The area’s gross domestic product will expand 2.6 percent in 2017, the bank said in an emailed copy of its Africa Pulse report Wednesday. That compares with a January projection of 2.9 percent and matches the International Monetary Fund’s prediction released this week.
“The region’s three largest economies — Angola, Nigeria, and South Africa — are projected to post only a modest rebound in growth following a sharp slowdown in 2016,” it said. “Investment growth will recover only gradually amid tight foreign-exchange liquidity conditions in major oil exporters and low investor confidence in South Africa.”
The economy of South Africa, which vies with Nigeria’s to be the region’s biggest, expanded 0.3 percent last year, the slowest pace since a 2009 recession, due to a slump in commodity prices, weak demand for the country’s exports and a continuation of the worst drought since records started more than a century ago. Nigeria suffered its first economic contraction in 25 years in 2016 due to a drop in oil exports and foreign-currency shortages that raised inflation to a decade high.

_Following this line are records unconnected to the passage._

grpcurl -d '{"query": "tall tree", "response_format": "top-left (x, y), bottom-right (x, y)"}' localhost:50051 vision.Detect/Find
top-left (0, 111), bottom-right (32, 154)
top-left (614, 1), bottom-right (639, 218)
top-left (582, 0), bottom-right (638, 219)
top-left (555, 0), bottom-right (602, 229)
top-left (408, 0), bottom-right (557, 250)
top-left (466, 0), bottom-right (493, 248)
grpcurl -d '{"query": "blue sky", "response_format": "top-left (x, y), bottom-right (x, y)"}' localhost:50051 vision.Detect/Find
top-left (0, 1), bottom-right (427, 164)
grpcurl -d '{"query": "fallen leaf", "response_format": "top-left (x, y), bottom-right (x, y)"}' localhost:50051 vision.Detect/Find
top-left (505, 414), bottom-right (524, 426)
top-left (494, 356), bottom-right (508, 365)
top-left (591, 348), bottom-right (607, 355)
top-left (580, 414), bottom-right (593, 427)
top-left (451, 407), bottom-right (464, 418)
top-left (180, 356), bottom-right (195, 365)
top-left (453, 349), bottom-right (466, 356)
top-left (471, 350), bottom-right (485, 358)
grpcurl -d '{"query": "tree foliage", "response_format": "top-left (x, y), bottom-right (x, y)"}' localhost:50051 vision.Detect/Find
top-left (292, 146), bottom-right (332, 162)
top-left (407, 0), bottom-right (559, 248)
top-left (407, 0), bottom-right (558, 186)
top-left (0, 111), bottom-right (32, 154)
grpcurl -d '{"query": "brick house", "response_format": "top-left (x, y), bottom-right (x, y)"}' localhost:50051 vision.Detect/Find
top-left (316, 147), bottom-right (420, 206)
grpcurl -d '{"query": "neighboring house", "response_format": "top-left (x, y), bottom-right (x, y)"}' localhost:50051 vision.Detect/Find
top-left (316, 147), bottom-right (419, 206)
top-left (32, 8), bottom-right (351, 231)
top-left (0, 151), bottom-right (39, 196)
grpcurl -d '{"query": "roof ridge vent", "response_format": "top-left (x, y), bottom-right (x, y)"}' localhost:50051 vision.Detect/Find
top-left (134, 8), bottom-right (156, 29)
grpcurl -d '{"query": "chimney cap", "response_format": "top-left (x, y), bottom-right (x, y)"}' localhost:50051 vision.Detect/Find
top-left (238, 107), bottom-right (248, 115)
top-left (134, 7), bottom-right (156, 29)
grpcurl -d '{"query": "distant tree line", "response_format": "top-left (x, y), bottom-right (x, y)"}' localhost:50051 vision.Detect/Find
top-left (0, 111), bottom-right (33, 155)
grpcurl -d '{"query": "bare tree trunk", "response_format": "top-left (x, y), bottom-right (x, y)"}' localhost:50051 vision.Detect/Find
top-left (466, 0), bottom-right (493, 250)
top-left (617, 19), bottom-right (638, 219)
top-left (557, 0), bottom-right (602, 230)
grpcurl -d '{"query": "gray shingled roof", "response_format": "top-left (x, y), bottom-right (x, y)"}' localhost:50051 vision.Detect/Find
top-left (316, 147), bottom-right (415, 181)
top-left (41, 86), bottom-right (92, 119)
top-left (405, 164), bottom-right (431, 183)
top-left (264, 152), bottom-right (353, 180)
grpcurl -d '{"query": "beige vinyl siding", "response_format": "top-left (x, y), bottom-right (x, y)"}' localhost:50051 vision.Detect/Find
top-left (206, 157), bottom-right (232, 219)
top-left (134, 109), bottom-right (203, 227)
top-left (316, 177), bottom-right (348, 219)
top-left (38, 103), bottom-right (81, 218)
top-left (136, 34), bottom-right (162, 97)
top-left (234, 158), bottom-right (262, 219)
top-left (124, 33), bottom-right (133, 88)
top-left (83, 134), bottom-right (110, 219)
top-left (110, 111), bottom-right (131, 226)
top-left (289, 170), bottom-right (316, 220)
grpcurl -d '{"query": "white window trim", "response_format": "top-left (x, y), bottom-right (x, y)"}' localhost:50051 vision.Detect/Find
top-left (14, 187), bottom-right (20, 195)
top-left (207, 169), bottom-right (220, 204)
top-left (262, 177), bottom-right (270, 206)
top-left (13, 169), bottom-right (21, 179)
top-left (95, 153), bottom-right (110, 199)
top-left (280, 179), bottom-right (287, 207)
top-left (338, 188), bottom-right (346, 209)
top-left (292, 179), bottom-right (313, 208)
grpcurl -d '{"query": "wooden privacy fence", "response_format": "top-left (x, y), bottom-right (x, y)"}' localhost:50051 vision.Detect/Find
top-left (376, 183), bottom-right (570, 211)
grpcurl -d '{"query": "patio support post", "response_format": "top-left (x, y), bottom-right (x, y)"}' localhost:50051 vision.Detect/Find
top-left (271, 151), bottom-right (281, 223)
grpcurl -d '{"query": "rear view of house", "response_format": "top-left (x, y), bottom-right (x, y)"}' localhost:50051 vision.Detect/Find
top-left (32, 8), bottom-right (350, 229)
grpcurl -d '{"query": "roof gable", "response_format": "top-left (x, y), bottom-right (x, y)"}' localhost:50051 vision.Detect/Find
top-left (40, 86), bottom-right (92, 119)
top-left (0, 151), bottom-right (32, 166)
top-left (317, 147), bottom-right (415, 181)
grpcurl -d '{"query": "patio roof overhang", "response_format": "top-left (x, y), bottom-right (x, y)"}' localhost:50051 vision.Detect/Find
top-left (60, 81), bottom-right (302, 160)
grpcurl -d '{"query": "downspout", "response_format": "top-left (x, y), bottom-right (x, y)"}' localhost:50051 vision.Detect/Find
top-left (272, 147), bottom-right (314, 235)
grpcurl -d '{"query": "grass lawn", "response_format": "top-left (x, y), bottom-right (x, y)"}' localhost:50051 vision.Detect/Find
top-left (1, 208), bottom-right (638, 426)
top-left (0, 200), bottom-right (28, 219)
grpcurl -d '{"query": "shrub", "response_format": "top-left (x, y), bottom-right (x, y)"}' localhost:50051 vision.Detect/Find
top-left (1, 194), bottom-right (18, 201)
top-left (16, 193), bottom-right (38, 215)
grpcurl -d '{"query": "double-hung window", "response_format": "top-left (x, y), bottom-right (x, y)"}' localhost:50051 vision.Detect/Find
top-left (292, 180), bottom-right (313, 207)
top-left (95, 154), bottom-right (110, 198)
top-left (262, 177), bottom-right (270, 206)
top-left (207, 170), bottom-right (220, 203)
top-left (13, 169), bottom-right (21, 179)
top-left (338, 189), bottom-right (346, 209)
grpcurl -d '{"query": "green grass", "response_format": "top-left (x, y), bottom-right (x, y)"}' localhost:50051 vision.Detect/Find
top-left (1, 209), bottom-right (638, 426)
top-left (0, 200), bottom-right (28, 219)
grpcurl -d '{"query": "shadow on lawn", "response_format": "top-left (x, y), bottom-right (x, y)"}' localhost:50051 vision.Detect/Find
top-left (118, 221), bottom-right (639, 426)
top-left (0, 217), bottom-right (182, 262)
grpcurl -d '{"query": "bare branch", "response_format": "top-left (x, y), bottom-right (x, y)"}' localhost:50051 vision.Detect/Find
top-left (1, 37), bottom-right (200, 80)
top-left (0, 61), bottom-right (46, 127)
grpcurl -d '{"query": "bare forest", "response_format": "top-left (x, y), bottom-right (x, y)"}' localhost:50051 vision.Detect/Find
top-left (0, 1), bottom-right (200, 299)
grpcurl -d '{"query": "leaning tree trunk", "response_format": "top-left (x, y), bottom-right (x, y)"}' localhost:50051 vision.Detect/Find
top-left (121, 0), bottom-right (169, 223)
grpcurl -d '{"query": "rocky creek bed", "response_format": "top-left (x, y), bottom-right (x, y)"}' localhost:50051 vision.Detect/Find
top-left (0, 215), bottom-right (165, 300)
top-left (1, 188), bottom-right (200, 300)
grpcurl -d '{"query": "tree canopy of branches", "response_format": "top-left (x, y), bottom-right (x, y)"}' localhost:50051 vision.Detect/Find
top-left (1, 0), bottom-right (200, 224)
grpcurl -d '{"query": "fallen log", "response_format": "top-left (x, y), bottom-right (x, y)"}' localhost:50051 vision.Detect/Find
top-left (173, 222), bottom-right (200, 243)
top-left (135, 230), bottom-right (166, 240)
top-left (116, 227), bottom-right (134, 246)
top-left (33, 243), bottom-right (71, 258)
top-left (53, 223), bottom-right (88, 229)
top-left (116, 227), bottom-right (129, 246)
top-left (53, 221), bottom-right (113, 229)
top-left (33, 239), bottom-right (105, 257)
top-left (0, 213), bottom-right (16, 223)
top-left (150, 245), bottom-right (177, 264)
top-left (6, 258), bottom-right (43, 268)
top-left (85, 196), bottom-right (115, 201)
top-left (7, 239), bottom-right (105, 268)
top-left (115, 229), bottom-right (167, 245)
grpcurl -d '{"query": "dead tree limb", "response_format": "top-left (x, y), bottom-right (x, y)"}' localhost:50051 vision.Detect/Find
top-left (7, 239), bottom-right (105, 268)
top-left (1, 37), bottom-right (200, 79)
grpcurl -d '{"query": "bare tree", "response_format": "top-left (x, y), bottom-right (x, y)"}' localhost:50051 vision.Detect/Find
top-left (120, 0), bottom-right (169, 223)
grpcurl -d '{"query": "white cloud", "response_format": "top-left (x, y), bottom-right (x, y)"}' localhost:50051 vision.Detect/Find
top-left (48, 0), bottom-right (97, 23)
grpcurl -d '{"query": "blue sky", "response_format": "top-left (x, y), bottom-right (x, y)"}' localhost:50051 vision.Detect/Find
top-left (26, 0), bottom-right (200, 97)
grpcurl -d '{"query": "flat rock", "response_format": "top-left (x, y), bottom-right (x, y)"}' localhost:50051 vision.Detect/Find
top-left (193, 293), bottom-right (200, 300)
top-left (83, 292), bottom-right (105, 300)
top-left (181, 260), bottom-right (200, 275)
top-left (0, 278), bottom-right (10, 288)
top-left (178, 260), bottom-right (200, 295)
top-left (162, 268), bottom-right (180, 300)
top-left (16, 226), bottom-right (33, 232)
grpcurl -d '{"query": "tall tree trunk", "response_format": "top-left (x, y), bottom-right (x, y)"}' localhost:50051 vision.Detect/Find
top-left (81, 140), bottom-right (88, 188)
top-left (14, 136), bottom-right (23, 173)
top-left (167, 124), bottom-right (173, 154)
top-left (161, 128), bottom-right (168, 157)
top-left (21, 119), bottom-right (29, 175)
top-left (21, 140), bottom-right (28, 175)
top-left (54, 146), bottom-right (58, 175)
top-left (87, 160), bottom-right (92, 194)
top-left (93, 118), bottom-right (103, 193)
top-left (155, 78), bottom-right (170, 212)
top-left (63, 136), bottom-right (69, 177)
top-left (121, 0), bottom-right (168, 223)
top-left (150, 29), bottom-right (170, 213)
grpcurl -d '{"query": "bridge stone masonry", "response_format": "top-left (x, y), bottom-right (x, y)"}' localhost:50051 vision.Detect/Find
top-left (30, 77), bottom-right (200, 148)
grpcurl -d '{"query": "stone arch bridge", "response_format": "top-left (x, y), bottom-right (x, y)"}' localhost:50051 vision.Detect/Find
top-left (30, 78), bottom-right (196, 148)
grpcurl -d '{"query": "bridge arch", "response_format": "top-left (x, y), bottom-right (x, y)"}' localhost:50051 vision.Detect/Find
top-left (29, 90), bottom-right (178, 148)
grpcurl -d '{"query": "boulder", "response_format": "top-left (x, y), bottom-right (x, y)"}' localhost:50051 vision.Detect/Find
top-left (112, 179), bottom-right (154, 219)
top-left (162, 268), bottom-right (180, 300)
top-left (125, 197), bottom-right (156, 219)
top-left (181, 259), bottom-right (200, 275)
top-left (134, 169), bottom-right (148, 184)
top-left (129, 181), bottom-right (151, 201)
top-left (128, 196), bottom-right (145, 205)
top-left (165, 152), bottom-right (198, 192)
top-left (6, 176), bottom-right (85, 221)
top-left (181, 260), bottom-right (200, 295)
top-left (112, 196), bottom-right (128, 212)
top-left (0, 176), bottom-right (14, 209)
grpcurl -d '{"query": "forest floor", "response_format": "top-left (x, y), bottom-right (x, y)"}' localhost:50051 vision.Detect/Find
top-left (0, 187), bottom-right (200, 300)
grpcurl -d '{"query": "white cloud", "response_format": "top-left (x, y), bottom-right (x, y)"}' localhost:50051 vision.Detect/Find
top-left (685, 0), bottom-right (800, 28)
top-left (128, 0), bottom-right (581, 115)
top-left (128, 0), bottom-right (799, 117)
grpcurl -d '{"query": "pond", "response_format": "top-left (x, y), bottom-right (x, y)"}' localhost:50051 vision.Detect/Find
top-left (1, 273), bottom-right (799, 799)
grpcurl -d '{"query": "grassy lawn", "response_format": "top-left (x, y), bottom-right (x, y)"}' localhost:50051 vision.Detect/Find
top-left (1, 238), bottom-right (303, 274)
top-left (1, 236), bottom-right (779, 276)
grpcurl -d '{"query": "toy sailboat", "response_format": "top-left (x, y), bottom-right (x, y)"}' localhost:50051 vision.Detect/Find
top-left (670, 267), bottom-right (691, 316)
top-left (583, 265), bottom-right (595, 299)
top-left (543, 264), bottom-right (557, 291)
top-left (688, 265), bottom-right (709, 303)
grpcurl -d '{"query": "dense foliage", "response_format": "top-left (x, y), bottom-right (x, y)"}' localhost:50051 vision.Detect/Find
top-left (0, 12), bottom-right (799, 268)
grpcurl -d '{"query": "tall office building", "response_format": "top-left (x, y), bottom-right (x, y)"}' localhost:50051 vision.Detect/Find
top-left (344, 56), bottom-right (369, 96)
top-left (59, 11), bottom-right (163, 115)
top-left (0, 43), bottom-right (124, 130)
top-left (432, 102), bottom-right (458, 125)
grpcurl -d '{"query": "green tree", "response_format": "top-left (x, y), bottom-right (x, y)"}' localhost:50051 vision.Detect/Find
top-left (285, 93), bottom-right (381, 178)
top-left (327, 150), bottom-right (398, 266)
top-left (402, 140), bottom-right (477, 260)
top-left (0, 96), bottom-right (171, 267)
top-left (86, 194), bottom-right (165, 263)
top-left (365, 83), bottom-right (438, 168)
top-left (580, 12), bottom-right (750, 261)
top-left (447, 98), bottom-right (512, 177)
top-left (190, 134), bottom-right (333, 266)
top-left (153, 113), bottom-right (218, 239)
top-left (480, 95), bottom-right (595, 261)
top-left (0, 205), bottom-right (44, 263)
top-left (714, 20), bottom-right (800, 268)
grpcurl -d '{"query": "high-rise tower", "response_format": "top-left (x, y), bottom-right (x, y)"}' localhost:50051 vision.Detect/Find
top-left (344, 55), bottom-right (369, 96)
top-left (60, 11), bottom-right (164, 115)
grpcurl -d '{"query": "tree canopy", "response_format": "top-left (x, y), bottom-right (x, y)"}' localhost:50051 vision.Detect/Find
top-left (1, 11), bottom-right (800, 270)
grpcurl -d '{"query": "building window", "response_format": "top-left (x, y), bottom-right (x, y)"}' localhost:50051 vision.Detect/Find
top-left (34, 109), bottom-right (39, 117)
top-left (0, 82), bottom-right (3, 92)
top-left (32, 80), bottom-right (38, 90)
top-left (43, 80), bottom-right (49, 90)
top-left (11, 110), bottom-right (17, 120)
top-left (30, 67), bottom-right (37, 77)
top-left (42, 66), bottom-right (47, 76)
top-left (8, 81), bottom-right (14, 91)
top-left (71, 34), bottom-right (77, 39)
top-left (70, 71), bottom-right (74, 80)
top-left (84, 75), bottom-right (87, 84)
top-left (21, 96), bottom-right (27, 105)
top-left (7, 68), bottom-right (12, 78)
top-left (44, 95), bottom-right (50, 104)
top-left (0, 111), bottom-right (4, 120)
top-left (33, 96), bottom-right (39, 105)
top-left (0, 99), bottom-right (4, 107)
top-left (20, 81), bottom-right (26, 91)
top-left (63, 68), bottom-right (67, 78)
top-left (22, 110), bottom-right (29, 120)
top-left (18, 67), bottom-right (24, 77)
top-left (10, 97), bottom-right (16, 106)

The bank cut South Africa’s GDP growth forecast for this year to 0.6 percent from 1.1 percent earlier, and raised Nigeria’s to 1.2 percent from 1 percent earlier.
Pravin Gordhan’s ouster as South Africa’s finance minister in a cabinet reshuffle prompted to S&P Global Ratings and Fitch Ratings Ltd. to cut the nation’s credit rating to sub-investment grade. Moody’s Investors Service put its assessment of the nation’s debt, which is two levels above junk, on review for a downgrade on April 3.
“The recent events represent a setback to business and investor confidence, and are likely to weigh down on the country’s prospects,” the World Bank said.
The bank reduced its forecast for the region’s expansion in 2018 to 3.2 percent from 3.6 percent in January.
Among non-resource intensive countries, such as Ethiopia, Senegal, and Tanzania, growth is expected to remain generally solid this year, supported by domestic demand, it said.
The economy of Angola, Africa’s biggest oil producer, will probably expand 1.2 percent this year, the bank said, leaving its January forecast unchanged.